信長麾下の遊撃軍団である織田一門衆とは
信長の入京以前の親族を信長公記で見てみると、叔父の信光・信次・諸兄の信広・弟の信行・信時くらいです。
そのうち、信長の後ろ盾であった信光、信長と家督を争った信勝、一時守山城主であった信時、いずれも弘治年間(1555~1557年)に非業の死をとげています。
また信勝・信時以外にも、信長には信包・信治・信興・秀成・越中守(中根家養子)・長益・長利と、多くの弟たちがいて、信長入京のころには既に成人していたはずですが、彼らの事績はほとんど伝わっていません。
信包は永禄十一年(1568年)の長野家養子縁組の時、信治・信興は元亀元年(1570年)の討ち死にの時が良質な資料における彼らの初見になります。

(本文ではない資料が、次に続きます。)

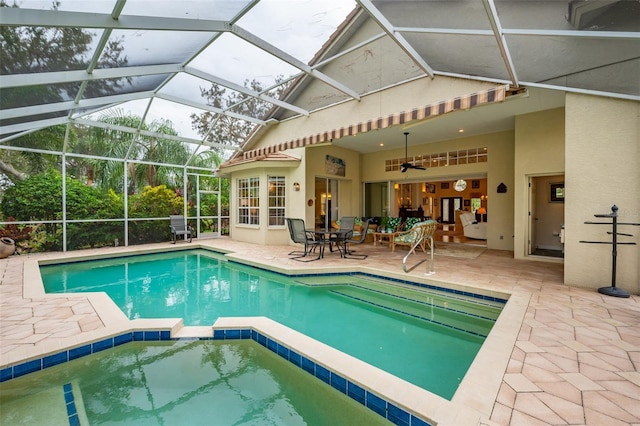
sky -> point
(297, 27)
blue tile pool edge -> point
(222, 256)
(369, 399)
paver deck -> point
(576, 359)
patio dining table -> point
(337, 236)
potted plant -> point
(384, 223)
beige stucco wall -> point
(603, 169)
(539, 151)
(263, 234)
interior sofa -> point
(472, 228)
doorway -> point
(546, 216)
(448, 207)
(326, 194)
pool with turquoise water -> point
(422, 335)
(179, 383)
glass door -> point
(326, 206)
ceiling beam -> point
(395, 35)
(14, 16)
(494, 21)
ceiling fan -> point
(407, 165)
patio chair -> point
(359, 240)
(420, 235)
(179, 226)
(344, 233)
(312, 241)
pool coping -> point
(472, 403)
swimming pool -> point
(179, 383)
(406, 331)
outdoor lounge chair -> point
(345, 232)
(420, 235)
(311, 240)
(179, 226)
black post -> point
(613, 290)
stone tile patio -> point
(576, 359)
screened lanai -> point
(142, 101)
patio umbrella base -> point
(613, 291)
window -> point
(276, 200)
(249, 201)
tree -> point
(25, 50)
(39, 198)
(222, 129)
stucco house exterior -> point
(512, 146)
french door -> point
(448, 207)
(326, 205)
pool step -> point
(56, 405)
(434, 313)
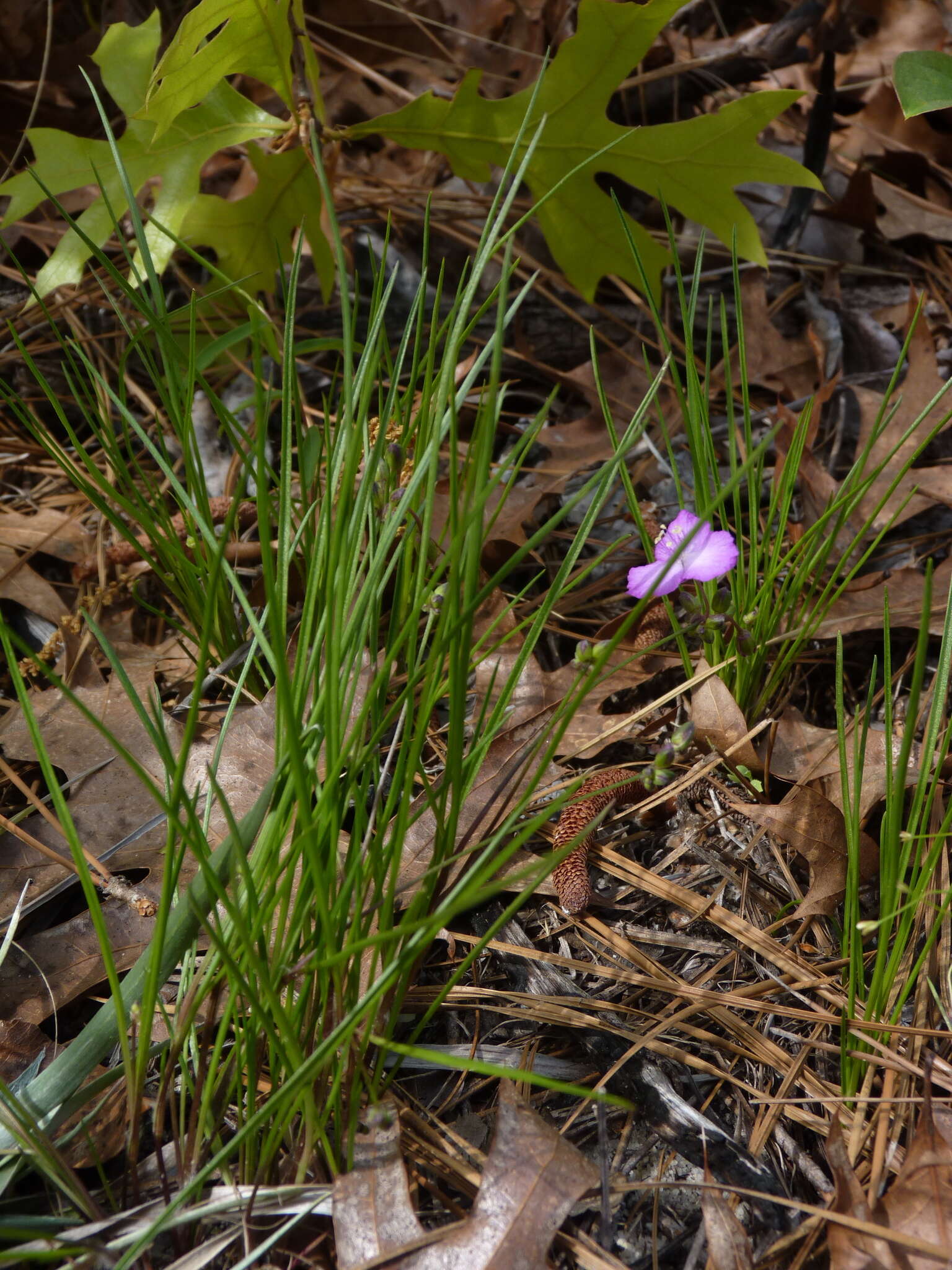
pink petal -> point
(718, 557)
(660, 578)
(679, 528)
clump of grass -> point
(783, 586)
(312, 939)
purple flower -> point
(708, 556)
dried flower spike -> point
(708, 556)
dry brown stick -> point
(615, 785)
(127, 553)
(38, 806)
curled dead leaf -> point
(816, 831)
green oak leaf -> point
(694, 166)
(923, 82)
(252, 235)
(64, 162)
(252, 37)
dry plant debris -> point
(705, 981)
(531, 1179)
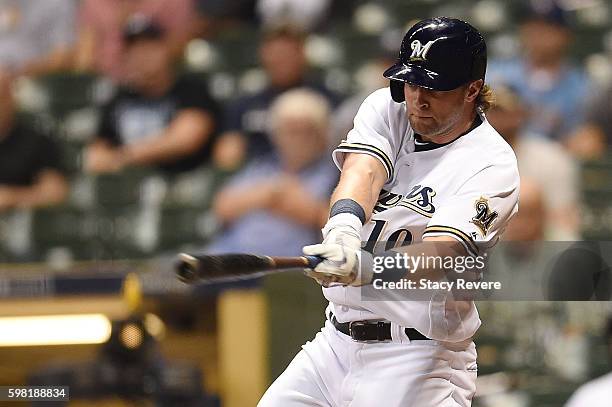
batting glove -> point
(341, 249)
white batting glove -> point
(341, 249)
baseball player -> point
(421, 165)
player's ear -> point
(473, 90)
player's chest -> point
(406, 205)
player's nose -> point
(418, 96)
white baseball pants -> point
(335, 371)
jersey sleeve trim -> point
(461, 236)
(368, 149)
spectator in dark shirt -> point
(284, 61)
(31, 172)
(286, 191)
(156, 118)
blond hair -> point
(300, 103)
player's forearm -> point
(361, 180)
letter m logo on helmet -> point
(419, 51)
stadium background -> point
(107, 249)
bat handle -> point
(313, 261)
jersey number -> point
(399, 238)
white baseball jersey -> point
(466, 189)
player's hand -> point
(341, 249)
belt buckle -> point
(353, 334)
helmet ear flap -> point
(397, 91)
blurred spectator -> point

天正二年(1574年)の長島一揆討伐戦で、一門衆のうち、信次・信広・秀成、それに従兄弟の信成らが討ち死にし、もともと弱体だった古くからの一門衆が、いよいよ取るに足らない存在になりました。
そのような過程の中で、信長の息男たちが成長し、信長は彼らに軍の統率権・地城支配権などを分け与えていきました。
信長の晩年、一門衆の中で特別の地位を認められていたものは、嫡男信忠、二男信雄、三男信孝、弟信包、そして甥の信澄の五人に絞られました。
信忠は別格ですが、他の四人にしても、郡単位の一職支配権を持ち、一軍団の統率権を委ねられていましたが、今回は織田一門衆としてその中の信忠・信雄・信孝の事績と人物像について述べてみます。
●嫡男・織田信忠
とかく父である信長の陰に隠れがちな信忠ですが、その事績を見ると決して凡庸な継嗣ではありません。
天正二年(1574年)から武田の押さえの役割を担い、松永久秀攻め、播磨救援では主将の任務を果たしました。
信長の晩年、織田総軍を指揮したのは、むしろ信忠の方で、最後の戦いとなった天正十年(1582年)の武田攻めでは、信長が信濃に入る前に信忠の手で武田氏の息の根を止めています。
この直後に信長は、「天下の儀」つまり政権担当者の地位をも信忠に譲り渡す意思を表明しました。
本能寺の変を知った時、信忠には宿所・妙覚寺から逃げ出すという選択肢もありましたが、しかし彼はぶざまな死を避けるため、そこに留まりましたが逃げれば無事に生き延びた可能性が高かったといわれています。
●織田信雄
父に似ぬ無能な男とされていますが、それは伊賀攻めに失敗して父に叱責されたこと、本能寺の変後、安土城を放火した犯人の有力候補とみなされていることが大きいとされています。
十二歳のとき北畠氏の養嗣子となり、十八歳のとき家督を継いだ彼は、伊賀攻めに一度は失敗したものの、天正九年(1581年)には大軍を指揮して制圧に成功しています。
しかし、本能寺の変ののちは羽柴秀吉に利用され、織田家の家督に祭り上げられたものの、実質が伴わないまま、織田家の没落を招いてしまいました。
一度は小牧長久手の戦いで秀吉と対陣しましたが、結局は軍門に下っています。
●織田信孝
わずか十一歳のとき、伊勢国人・神戸(かんべ)氏の養子にされ、十三歳で家督を継ぎ、その後は主に信忠の下に属す形であちこちの戦いに従軍し、本能寺の変直前には、四国討伐軍に総帥に任命されました。
本能寺の変ののち、羽柴秀吉と合流して山崎の戦で父の仇を討ちますが、その後次兄の信雄と織田の家督を争いみすみす秀吉の台頭を許し、秀吉との対立の中で信孝の家臣はことごとく信孝のもとを離れていきました。
結局、信孝は賤ヶ岳の戦い後、秀吉を背景にした信雄のため死に追い込まれています。